A brief summary of how study-abroad works (click these these links to the layman's admissions page and intense real website for more information): you can study abroad for a term, or an entire year. You can study abroad on a program that Carleton runs (with other Carleton students and a Carleton professor) or an associated program (Associated Colleges of the Midwest, for example) or a program you find and get approval for. Financial aid transfers and the office of Off-Campus Study (OCS) helps you with the nitty-gritty of extra funding, transferring credits, etc.--basically, they make it as easy as it could possibly be. Which means your options are pretty grand. The official number I’ve heard is that 70% of Carleton students study abroad at least once during their time here. One of my good friends is shooting for thrice.
I knew I wanted to study abroad in college, but I had no idea where I would go. A lot of departments at Carleton run their own programs (English literature and drama in London, economics in Cambridge, linguistics in Japan), but the philosophy department doesn’t; I actually think that’s a good thing, because it means the professors are around more and you don’t need to disavow the material world while you’re trying to figure out how a subway system works. I was briefly considering going abroad for Eastern philosophy and religion, but after I learned more about Carleton’s Paris program, I knew it was what I wanted to do.
So, in the spring of next year, assuming all goes according to plan, I’ll be venturing to Paris with about twenty-five of my peers and professor Cathy Yandell. The theme of the trip is “joie de vivre,” (I know, isn’t this the best?) and we will be staying with families in the city, taking classes in conversation, French life, and the arts. We’ll also be culturally excursing a fair deal, volunteering, travelling, and developing discerning taste in cheese (at least I will).

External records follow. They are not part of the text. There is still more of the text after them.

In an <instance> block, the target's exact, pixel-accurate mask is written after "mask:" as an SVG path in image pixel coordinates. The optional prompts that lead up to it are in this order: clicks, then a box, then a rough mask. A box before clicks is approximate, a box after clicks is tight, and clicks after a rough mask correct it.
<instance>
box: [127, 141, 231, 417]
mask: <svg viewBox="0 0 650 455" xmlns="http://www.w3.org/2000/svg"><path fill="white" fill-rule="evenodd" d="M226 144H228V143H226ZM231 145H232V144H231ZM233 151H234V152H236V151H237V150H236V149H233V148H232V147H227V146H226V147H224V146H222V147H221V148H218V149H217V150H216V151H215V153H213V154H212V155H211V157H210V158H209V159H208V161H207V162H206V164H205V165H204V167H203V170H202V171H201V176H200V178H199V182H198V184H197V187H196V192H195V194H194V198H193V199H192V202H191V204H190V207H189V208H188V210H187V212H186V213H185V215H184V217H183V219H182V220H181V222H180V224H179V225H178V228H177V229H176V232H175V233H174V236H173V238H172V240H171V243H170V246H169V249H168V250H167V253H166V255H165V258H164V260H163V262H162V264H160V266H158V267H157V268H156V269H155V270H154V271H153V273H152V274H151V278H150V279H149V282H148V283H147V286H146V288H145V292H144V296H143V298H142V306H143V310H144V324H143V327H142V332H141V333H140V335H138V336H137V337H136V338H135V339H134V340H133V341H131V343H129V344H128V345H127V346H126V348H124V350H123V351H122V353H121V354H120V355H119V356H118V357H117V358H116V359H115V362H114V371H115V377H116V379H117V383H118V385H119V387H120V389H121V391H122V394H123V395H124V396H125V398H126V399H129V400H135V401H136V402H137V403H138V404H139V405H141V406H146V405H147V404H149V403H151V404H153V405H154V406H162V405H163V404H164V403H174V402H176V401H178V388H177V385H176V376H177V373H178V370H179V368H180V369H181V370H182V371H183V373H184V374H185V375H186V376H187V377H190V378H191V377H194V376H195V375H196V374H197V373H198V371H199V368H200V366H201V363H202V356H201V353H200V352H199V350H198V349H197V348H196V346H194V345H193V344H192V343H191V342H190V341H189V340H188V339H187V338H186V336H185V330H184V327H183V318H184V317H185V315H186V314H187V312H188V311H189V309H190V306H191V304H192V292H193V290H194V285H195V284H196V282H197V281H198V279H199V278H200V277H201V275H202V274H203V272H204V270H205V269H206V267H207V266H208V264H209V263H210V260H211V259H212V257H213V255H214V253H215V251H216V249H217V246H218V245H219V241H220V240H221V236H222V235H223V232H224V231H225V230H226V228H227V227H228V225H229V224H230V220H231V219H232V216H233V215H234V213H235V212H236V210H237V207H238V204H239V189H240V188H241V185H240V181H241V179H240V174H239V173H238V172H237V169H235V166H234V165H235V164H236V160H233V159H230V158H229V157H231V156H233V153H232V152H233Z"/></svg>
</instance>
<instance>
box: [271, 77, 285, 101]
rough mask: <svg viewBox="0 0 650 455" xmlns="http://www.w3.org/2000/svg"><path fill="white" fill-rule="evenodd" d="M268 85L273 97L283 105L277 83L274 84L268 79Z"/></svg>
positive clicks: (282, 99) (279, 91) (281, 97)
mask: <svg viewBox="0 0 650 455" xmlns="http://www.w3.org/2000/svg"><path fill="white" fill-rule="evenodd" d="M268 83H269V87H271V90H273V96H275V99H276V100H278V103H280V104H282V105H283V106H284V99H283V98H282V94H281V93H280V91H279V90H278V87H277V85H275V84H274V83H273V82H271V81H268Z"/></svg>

It’s interesting; as I continue on my Carleton narrative, I find some things that stay really consistent with who I thought I was a few years ago, and some things that surprise me upon introspection. More often than not, I consider wearing my pajamas to breakfast and I’ve recently become aware of how much my posture sucks (hey hey, moving anatomy). I can write cursive backwards really well, but I would want to throw a disco party in a carriage (and totally spook the horses) and make a parachute with handkerchiefs. I keep recalling key details from Mornings on Horseback that discuss Teddy Roosevelt’s European tour and his life at Harvard: his mother furnished his apartment; my mom just sent me some granola. I’m excited for the part of the Paris program that makes me a little more “refined”, but I’m also looking forward to getting rid of some of my stereotypes. I want to visit the Louvre, go to the ballet, and dress to impress, but I also want to hear weird bands, eat cheap snacks, take pictures of people I think my friends should marry, see what other students do at night, have a completely new experience that is simply outside of my expectations, and feed all available birds.
(Note: This picture does not show any available birds. Clearly a good reason to go across the ocean).